Jared Kushner is the latest person to receive a senior role at White House.

Kushner was appointed as the senior adviser at the White House.

This makes him become an adviser to his father-in-law, Donald J. Trump, cementing the New York real estate executive’s role as a powerful and at times decisive influence on the president-elect.

The move comes ahead of a Wednesday news conference in which Trump is expected to detail how he plans to manage his company’s potential conflicts-of-interest after he enters the White House.

Mr. Kushner, 35, who married Mr. Trump’s daughter Ivanka in 2009, is closer to Mr. Trump than any other adviser, a steady and stabilizing presence inside an often chaotic transition team who has provided input on most of his father-in-law’s most consequential hiring and firing decisions.

Mr. Trump described Mr. Kushner as “a tremendous asset and trusted adviser throughout the campaign and transition” in a statement issued early Monday evening announcing an appointment that perhaps more than any other defines the way the incoming president will govern.

Top Democrats on the House Judiciary Committee issued a statement within hours of Kushner’s appointment calling on the Justice Department and the Office of Government Ethics to review the appointment’s legality in light of the anti-nepotism statute.
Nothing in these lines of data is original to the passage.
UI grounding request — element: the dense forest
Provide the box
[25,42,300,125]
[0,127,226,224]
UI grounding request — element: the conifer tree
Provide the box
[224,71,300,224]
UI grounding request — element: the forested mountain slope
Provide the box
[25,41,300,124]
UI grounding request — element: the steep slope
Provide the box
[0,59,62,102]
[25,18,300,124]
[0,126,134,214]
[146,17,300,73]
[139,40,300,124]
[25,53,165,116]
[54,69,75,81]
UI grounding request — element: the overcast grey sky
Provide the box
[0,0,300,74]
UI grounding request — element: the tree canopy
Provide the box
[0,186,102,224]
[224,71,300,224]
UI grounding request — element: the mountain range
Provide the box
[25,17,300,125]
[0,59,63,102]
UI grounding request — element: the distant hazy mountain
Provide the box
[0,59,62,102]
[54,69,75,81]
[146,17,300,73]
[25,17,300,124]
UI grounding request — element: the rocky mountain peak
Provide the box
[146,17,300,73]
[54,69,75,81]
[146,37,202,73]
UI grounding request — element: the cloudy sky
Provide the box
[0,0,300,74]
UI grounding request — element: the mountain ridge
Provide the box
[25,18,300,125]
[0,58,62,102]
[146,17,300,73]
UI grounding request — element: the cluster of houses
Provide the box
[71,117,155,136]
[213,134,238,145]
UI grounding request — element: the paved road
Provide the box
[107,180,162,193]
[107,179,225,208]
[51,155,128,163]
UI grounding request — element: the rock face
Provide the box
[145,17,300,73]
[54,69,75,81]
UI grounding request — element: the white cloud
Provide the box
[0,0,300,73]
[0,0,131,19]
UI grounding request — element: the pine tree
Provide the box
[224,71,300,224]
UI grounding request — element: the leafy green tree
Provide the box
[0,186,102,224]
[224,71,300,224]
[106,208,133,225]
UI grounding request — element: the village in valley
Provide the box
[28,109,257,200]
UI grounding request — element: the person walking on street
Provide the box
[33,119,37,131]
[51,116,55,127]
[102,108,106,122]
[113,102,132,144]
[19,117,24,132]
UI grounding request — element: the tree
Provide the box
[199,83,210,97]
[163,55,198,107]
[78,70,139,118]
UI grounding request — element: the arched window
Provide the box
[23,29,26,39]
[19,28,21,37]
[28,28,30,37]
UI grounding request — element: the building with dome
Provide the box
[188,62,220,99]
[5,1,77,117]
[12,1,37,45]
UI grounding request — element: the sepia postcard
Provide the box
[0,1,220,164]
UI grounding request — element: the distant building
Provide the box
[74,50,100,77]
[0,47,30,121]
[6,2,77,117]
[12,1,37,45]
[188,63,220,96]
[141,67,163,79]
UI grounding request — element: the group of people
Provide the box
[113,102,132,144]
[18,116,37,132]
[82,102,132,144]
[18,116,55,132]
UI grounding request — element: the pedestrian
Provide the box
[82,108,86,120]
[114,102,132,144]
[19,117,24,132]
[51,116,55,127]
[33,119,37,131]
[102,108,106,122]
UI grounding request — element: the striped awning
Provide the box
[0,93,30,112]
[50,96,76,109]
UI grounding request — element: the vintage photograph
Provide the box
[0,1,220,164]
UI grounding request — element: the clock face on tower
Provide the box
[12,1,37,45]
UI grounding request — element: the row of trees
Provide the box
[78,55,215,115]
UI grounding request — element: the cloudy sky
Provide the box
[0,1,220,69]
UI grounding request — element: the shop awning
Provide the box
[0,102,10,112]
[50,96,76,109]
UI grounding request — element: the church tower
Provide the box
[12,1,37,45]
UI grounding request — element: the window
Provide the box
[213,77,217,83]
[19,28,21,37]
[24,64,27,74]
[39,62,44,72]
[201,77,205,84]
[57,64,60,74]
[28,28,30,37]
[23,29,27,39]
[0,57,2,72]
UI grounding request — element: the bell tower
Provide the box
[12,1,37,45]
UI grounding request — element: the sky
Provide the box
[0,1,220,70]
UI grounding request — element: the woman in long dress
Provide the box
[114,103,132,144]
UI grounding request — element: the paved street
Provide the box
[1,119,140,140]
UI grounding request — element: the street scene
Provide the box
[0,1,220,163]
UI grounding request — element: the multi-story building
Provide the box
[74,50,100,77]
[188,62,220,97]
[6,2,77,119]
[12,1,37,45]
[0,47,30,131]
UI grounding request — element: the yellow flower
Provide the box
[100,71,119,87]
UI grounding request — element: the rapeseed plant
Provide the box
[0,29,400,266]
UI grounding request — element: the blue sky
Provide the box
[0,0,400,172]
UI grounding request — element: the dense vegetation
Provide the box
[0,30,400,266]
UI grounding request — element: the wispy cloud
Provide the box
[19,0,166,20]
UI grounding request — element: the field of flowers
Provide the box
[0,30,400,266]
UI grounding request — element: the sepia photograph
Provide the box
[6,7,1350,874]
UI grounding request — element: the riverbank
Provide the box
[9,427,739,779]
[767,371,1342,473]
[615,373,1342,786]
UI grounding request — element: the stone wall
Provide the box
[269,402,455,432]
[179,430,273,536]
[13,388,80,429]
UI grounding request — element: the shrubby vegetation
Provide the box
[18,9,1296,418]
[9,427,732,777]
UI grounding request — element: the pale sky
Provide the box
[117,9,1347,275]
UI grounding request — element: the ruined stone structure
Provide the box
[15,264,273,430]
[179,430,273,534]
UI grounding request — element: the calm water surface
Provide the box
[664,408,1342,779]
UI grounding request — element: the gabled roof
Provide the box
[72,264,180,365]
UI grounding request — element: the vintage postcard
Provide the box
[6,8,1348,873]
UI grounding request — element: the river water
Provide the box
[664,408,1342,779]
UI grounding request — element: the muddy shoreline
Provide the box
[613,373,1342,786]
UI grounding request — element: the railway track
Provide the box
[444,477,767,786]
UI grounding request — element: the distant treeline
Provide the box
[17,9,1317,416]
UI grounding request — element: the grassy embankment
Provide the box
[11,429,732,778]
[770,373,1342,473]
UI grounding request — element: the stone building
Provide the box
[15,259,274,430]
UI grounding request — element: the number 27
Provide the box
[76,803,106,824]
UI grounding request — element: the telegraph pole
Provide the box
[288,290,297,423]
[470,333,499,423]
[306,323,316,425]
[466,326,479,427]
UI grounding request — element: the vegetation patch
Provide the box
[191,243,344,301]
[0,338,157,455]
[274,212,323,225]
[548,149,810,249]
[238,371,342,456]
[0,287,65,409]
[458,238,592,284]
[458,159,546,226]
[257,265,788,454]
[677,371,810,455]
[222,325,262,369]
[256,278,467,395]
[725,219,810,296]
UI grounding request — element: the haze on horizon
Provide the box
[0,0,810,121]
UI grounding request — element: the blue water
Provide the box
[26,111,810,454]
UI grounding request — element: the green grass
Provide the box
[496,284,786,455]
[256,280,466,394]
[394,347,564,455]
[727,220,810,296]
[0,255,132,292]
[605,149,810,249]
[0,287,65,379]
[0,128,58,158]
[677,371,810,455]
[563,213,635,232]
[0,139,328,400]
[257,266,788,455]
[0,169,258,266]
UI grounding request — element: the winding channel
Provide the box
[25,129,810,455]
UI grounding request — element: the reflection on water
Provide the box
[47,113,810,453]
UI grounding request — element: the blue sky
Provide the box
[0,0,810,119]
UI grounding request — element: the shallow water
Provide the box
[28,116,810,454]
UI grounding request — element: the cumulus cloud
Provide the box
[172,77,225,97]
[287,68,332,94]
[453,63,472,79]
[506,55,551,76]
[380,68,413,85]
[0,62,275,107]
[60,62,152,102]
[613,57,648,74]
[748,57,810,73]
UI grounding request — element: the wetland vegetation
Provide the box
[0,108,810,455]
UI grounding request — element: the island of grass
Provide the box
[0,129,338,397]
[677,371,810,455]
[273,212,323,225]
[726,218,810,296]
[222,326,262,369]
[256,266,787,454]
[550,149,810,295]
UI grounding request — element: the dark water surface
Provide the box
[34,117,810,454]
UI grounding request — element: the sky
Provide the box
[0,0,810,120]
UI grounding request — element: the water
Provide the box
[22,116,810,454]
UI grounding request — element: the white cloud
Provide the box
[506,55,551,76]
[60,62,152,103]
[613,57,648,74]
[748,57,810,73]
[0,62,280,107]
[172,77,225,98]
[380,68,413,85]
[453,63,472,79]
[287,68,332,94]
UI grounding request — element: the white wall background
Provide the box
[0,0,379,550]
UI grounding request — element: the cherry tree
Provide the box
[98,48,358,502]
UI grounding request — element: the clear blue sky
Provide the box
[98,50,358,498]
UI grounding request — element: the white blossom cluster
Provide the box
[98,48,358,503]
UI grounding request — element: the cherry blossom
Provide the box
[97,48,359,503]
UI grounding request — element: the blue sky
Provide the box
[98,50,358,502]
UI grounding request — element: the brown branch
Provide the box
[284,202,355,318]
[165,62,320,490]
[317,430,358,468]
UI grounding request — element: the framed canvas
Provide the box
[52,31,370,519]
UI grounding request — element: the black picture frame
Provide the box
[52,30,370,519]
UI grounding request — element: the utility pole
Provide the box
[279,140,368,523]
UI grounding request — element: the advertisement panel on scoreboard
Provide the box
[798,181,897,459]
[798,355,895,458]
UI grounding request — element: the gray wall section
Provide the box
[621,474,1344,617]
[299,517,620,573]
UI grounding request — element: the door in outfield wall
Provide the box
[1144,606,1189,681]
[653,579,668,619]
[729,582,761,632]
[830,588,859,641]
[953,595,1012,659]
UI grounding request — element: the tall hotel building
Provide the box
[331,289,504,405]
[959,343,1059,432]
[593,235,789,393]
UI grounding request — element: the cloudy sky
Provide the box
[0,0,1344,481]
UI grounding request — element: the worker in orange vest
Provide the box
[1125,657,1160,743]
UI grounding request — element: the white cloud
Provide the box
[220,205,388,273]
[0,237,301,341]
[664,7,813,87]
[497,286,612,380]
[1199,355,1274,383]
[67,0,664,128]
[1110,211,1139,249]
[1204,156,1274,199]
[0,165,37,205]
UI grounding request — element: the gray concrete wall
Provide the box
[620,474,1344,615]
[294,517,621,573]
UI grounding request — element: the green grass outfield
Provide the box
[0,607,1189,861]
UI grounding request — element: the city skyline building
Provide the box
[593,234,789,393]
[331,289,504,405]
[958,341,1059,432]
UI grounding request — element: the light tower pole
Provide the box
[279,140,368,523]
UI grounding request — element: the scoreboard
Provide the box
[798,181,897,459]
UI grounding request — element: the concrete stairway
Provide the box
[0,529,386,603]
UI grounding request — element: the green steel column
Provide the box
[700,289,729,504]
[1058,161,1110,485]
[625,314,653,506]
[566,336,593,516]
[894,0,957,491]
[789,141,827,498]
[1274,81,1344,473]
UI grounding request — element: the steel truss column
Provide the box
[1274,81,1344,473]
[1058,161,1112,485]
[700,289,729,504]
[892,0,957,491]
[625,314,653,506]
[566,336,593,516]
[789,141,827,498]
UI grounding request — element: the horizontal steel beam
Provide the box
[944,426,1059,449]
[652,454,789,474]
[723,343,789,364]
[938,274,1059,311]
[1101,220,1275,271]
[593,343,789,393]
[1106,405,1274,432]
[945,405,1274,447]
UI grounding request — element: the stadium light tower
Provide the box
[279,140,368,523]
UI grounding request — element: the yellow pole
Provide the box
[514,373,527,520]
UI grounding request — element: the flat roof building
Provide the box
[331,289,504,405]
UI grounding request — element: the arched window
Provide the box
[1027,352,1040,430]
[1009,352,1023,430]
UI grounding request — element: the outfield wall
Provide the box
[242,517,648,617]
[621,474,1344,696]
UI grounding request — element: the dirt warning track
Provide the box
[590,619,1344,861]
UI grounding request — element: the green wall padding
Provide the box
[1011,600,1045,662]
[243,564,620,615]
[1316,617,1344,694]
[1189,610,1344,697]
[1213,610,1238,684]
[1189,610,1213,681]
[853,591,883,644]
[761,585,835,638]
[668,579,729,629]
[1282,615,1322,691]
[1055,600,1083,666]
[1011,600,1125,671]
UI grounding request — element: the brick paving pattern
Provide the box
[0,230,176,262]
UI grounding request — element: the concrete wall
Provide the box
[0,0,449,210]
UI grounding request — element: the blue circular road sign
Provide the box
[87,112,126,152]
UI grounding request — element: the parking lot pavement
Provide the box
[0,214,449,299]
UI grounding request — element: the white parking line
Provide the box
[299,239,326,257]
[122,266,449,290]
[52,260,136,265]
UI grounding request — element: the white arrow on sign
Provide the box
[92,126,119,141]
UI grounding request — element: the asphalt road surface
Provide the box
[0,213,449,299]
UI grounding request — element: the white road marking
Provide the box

“There is a strong case to be made that the White House is an “agency” for purposes of the anti-nepotism statute and that it would apply to bar Mr. Kushner’s appointment as a White House staff member,” wrote Rep. John Conyers, the House Judiciary Committee’s ranking member, and other top Democrats on the committee, in a statement released Monday evening.

Mr. Kushner plans to sell some of his real estate holdings and other assets, his lawyer said. Some ethics experts have questioned whether the appointment will be legal under federal anti-nepotism laws designed to prevent family ties from influencing the functioning of the United States government.

Kushner also will not take a salary as he steps into the West Wing job, an official who briefed on behalf of the transition told reporters later on Monday.